浅井三姉妹のバカな日常外伝 仮面ライダーボマー 作:門矢心夜
「どうよ、お前の最期。あっけないよな」
二号が、その瞬間を見ながら嘲笑する。
「……」
「殴る元気もないか。まあ、そうだよな。理由あるとは言え殺されて、知らないうちに自分を殺した奴の味方してたなんて、誰も信じたくねえよな」
肩に手を乗せてくるが、俺はそれを払いのけた。
「はあ、しょうがねえ奴だなあ」
「お前に何が分かるんだよ……。俺はお前達と違う。お前達さえいなければ、俺は人間の教師として生きられた筈なんだ。奪ったお前達が偉そうにするな!」
二号に向かって拳を振るう。
が……当たる事なく避けられる。
「教師ねえ……だがお前、蘇我高校の教師になった事は後悔してるだろ? なら逆に、俺達と関わらずに人間として教師になってたらどうなってんだろうな」
「それは……」
二号の問いかけに、俺はどう返していいか困ってしまう。
「あのよ、何故俺がこんな事聞いたか分かるか?」
「……」
「確かにお前が死んだのは、俺のお袋や一号が、自分達の計画の為にお前を必要としていたからだ」
二号は冷静に告げる。
「でも、逆に言えばお前が蘇我高校の教師にさえならなければ、お前は選ばれずに済んだ。

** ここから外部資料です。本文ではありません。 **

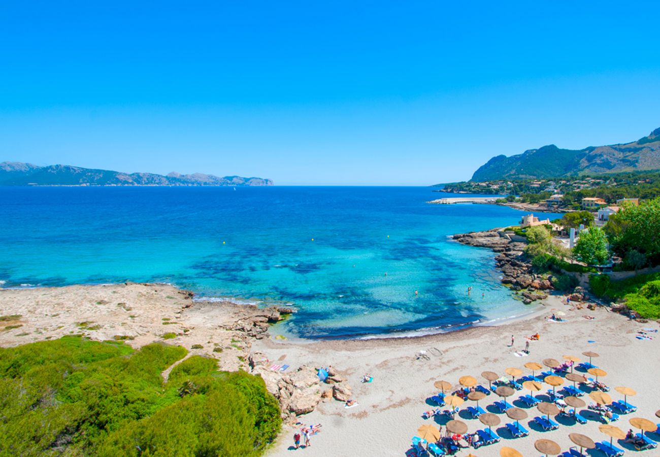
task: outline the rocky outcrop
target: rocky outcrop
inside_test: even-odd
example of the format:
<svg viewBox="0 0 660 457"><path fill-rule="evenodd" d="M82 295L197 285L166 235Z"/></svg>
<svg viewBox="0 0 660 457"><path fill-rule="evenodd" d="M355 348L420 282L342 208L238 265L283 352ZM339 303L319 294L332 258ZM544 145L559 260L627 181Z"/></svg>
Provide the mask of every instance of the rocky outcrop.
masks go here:
<svg viewBox="0 0 660 457"><path fill-rule="evenodd" d="M263 353L252 353L249 360L252 374L263 378L268 392L279 401L282 418L284 420L293 419L301 414L312 412L324 398L334 397L339 401L346 402L352 395L346 378L331 367L328 370L331 376L325 381L332 384L332 388L329 388L321 382L317 369L312 367L303 365L287 374L271 370L268 359ZM264 360L265 363L263 362ZM330 380L331 378L333 380Z"/></svg>
<svg viewBox="0 0 660 457"><path fill-rule="evenodd" d="M550 278L537 275L525 254L526 244L512 241L511 238L500 228L482 232L460 233L453 236L459 243L481 248L488 248L498 253L495 258L496 265L502 273L502 282L509 285L515 291L532 289L550 291L554 289ZM545 294L523 295L523 301L531 303L535 300L546 298Z"/></svg>
<svg viewBox="0 0 660 457"><path fill-rule="evenodd" d="M246 312L230 329L244 332L247 336L261 339L268 335L269 324L278 322L296 310L292 308L271 307L257 308L250 306L251 312Z"/></svg>

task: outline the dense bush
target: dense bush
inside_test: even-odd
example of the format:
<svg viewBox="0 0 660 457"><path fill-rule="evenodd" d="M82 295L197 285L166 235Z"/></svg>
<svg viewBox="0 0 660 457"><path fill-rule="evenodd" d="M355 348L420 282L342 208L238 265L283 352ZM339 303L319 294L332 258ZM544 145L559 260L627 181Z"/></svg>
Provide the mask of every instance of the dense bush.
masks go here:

どこかの知らない誰かが、お前の代わりに選ばれたかも知れないのにな」
「……」
「運が悪かったのもあるかも知れねえが、これは蘇我高校に入る事を選んだお前のせいでもあるんだぜ?」
「うるさい……うるさい!」
図星を突かれたような気がして、俺は地面に拳を叩きつける。
「そんなの、俺がどうにか出来るわけないだろ……どうしたら良かったんだ……」
「どうしたら、なんて考えた所で今更どうなるんだよ」
「……」
「お前は死んだ。お前を殺した奴の中に入れられて、今は俺の中にいる。出来るとすれば、俺と二人三脚で生きるか、美咲に期待してお前が助かる方に賭けるかだな」
「くっ……ううっ……」
その現実に対して、俺は泣く事しか出来ない。
「まあ、どちらにしてもお前が元の身体に戻れる事はないけどよ。でも、お前は正直兄貴の事どう思うんだよ」
「……」
「ここは俺の中だ。何を言おうが、俺以外の誰にも聞こえやしねえ」
「……許せないさ。俺を殺したお前や一号を、絶対に許せない」
涙を啜りながら答える。
「そうか。なら、お前を少しだけ自由にしてやるよ」
「え……」
「俺が殺されるのはゴメンだが、一号を俺の能力を使って殺してみろ。どうせあいつはもう用済みだしな」
「……」
「躊躇う理由はないだろ? 俺もあいつもただの人形だ。どうせ殺した所で、人殺しにならない」
「……」
俺は俯く。
出来るわけがない。
した所で俺が生き返るわけでもなければ、むしろ美咲を悲しませるかも知れない。
出来ればこのまま何もしたくない。
けど……。
「そうやっていたい気持ちは分からなくもないが、お前に時間はないぞ。もし美咲がお前を助けられなかったり、お前がこの身体を動かす事を拒んだりしたら、お前は死ぬ。それに……どうせ生き延びた所でこの身体の寿命は短い」
「どういう事だ」
「この身体はあくまで人工物だし、それに成長促進させる為にヤク漬けにされた代物だ。そんなもんが長生き出来るとでも思ってんのか?」
「……」
「どうせ死ぬんだったらよ……せめて自分の仇くらいきちんととった方が良いんじゃねえのか?」
「……」
「今だけはお前の味方でいてやる。お前の辛い気持ち、俺も一緒に背負ってやるからよ」
悪魔の囁きだ。
そんなの考えなくても分かる。
なのに……俺はその誘いに乗る事しか出来なかった。
「すまない……美咲。これがお前に対する裏切りなのは分かってるつもりだ。けど、俺の死が避けられないなら……せめて自分の仇だけでもちゃんととりたい。だからその為に、お前の理想を壊す事を許してくれ」
俺は二号の手をとる。
二号が俺に見えないように、口元に笑みを浮かべた。